Palavras-chave: Tribunal do Júri. Jurado. Sistema Judiciário Brasileiro. Princípios. Justiça Popular.
ABSTRACT: This study examines the unique role played by the Jury Court in the Brazilian judicial system, with a focus on the central figure of the juror. It begins by tracing the historical origins of the Jury Court, from its beginnings in medieval Europe to its evolution and adaptation in Brazil. Through a thorough analysis of specialized literature, the various facets of the juror are discussed, addressing their relevance, expectations of impartiality, as well as potential influences that may affect their decisions. Expanding the perspective, the monograph also compares the Brazilian jury system with its international counterparts, including the United States, United Kingdom, and France. This comparison highlights the nuances and peculiarities of each system, providing a deeper understanding of the challenges and potentialities of the Jury Court. The study concludes by emphasizing the ongoing importance of jurors as guardians of democratic values and justice, while recognizing the need to adapt and evolve the system to address the challenges of the 21st century. Overall, the monograph serves as a comprehensive and reflective guide on the role of the juror in the Brazilian judicial context.

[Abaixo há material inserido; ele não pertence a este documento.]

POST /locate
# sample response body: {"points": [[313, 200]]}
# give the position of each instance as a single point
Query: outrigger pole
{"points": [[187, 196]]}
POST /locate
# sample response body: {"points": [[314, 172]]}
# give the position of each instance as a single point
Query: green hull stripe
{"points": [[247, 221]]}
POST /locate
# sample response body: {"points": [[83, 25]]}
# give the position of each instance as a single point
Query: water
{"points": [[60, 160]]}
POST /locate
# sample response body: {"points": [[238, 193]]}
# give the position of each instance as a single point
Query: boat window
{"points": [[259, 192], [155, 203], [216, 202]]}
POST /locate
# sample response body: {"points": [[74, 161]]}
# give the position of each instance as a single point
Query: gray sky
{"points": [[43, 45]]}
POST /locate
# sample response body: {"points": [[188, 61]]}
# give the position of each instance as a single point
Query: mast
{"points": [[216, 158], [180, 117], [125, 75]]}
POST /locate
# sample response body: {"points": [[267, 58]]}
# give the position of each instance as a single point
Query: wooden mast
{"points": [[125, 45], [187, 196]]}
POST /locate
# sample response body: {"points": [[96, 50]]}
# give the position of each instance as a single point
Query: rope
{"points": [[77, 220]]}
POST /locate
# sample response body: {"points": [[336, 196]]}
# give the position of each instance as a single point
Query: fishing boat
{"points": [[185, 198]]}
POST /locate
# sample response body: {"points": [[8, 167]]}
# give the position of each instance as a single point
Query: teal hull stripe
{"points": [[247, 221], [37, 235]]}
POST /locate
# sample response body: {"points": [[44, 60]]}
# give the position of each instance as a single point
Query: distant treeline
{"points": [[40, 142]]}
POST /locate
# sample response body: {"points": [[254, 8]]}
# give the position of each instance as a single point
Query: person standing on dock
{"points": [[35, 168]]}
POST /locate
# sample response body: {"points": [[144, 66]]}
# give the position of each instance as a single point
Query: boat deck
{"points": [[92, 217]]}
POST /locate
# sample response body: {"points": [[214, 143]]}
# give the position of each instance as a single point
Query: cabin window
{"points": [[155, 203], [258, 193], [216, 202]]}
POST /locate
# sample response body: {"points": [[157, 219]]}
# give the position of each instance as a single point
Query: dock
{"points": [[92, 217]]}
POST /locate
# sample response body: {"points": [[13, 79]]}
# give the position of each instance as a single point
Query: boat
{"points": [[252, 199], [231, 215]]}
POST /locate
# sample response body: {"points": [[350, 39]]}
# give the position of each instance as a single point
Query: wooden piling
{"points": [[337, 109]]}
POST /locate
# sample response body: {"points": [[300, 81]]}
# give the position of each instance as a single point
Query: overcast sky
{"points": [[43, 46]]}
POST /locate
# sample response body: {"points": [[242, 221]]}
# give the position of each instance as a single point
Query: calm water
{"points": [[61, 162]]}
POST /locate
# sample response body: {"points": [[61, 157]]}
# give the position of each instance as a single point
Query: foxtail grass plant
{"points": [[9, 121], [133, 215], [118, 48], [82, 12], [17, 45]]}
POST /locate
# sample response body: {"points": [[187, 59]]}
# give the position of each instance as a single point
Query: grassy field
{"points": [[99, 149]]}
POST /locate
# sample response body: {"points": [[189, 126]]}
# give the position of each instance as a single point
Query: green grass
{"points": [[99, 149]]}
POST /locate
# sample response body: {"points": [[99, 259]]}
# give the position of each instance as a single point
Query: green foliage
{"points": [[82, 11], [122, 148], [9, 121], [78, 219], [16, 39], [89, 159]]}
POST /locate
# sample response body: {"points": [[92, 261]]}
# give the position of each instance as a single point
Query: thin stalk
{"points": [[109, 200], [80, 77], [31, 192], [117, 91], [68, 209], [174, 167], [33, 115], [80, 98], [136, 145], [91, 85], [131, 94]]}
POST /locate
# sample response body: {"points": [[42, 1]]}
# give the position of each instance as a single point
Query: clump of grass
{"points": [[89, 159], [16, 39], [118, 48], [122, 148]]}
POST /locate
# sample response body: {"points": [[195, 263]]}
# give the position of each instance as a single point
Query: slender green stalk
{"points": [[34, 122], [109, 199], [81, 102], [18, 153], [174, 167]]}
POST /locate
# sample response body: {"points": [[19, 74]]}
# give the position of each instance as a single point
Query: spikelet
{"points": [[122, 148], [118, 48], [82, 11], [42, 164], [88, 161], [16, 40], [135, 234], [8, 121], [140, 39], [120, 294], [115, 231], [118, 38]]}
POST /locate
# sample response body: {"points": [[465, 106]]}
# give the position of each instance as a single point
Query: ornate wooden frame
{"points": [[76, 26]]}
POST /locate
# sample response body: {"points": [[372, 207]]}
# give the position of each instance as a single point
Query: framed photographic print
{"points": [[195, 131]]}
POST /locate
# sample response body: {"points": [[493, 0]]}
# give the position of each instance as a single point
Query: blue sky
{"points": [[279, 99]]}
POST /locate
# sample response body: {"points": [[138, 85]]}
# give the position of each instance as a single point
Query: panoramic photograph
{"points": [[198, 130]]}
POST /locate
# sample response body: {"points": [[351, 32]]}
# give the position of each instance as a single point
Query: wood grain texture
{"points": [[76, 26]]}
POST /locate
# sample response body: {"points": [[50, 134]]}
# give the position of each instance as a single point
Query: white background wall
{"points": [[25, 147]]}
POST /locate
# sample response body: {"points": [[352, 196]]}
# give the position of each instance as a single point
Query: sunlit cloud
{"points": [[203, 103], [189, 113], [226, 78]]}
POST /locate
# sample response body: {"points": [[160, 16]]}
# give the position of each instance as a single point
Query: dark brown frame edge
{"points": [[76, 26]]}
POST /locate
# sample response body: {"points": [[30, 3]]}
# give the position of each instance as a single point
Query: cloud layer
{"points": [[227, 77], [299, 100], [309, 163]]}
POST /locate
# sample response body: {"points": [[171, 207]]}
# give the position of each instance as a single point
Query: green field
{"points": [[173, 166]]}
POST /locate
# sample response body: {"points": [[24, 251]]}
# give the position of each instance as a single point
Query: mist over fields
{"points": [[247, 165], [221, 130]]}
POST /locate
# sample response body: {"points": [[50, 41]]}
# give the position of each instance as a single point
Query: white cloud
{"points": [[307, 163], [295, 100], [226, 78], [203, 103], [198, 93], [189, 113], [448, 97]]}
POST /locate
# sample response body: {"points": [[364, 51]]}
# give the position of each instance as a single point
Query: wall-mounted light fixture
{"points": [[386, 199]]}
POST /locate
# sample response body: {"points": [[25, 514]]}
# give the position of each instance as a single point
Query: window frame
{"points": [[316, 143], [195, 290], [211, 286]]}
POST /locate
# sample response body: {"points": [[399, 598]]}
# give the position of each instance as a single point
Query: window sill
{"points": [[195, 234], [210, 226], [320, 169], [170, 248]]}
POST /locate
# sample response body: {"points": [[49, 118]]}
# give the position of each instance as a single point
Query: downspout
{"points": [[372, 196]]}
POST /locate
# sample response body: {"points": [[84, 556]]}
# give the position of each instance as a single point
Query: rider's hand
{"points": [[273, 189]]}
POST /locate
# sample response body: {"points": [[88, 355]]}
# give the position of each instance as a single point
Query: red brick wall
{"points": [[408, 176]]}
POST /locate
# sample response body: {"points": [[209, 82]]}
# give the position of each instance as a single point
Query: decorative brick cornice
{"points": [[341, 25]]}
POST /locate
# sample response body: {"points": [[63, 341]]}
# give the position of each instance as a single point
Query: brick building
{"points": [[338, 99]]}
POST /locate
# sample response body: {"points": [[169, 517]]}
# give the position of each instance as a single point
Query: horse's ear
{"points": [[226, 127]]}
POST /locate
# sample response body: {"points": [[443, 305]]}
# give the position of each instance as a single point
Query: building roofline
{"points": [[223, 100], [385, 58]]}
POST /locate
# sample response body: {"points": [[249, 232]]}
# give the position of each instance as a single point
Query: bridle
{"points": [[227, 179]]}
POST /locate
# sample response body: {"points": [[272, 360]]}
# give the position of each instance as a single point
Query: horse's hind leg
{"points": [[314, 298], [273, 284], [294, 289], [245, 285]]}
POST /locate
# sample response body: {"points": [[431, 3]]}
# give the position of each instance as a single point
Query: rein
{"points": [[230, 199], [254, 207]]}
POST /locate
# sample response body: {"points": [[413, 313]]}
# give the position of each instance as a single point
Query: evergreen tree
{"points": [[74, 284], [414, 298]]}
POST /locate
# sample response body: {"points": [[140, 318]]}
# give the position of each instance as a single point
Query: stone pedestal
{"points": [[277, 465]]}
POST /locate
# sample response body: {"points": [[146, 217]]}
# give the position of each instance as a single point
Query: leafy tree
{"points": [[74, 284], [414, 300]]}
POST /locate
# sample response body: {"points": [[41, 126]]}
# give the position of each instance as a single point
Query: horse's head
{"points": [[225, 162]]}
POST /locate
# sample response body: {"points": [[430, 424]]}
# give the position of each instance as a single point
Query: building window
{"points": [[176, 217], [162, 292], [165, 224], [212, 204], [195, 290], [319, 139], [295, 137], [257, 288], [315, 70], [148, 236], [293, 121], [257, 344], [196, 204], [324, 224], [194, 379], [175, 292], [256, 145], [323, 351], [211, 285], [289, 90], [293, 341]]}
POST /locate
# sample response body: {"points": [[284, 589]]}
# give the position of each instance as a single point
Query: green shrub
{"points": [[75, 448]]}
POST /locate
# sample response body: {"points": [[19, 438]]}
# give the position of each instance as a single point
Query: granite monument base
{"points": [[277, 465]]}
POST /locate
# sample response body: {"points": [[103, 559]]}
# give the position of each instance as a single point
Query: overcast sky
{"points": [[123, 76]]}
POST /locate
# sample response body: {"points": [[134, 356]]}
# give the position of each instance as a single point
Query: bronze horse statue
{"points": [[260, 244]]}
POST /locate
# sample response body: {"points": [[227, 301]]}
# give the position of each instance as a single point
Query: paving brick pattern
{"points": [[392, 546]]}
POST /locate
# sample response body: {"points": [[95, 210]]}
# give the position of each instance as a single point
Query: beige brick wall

Keywords: Jury Court. Juror. Brazilian Judicial System. Principles. Popular Justice.
Sumário
1. Introdução. 2. Revisão da Doutrina. 3. A Instituição do Júri no Brasil. 3.1. Princípio do Devido Processo Legal. 3.2. Princípio da Plenitude da Defesa. 3.3. Sigilo dos Vereditos. 3.4. Soberania dos Vereditos. 4. Competência do Tribunal do Júri. 5.O Papel do Jurado. 6. Juízo Rescisório do Tribunal do Júri. 7. Breve Análise Comparativa do Tribunal do Júri em Diferentes Contextos Jurídicos. Considerações Finais. Referências.
1 Introdução
A participação da sociedade na administração da justiça é um tema que atravessa a história do direito e suscita diversas reflexões. No Brasil, o Tribunal do Júri se destaca como uma expressão dessa participação, pois confere aos cidadãos comuns o poder de julgar os crimes dolosos contra a vida, que são considerados os mais graves pela Constituição Federal (BRASIL, 1988). Essa monografia tem como propósito analisar de maneira breve o tribunal do júri no contexto do sistema judiciário brasileiro, abordando a sua origem, a sua estrutura, o seu funcionamento e os seus principais desafios.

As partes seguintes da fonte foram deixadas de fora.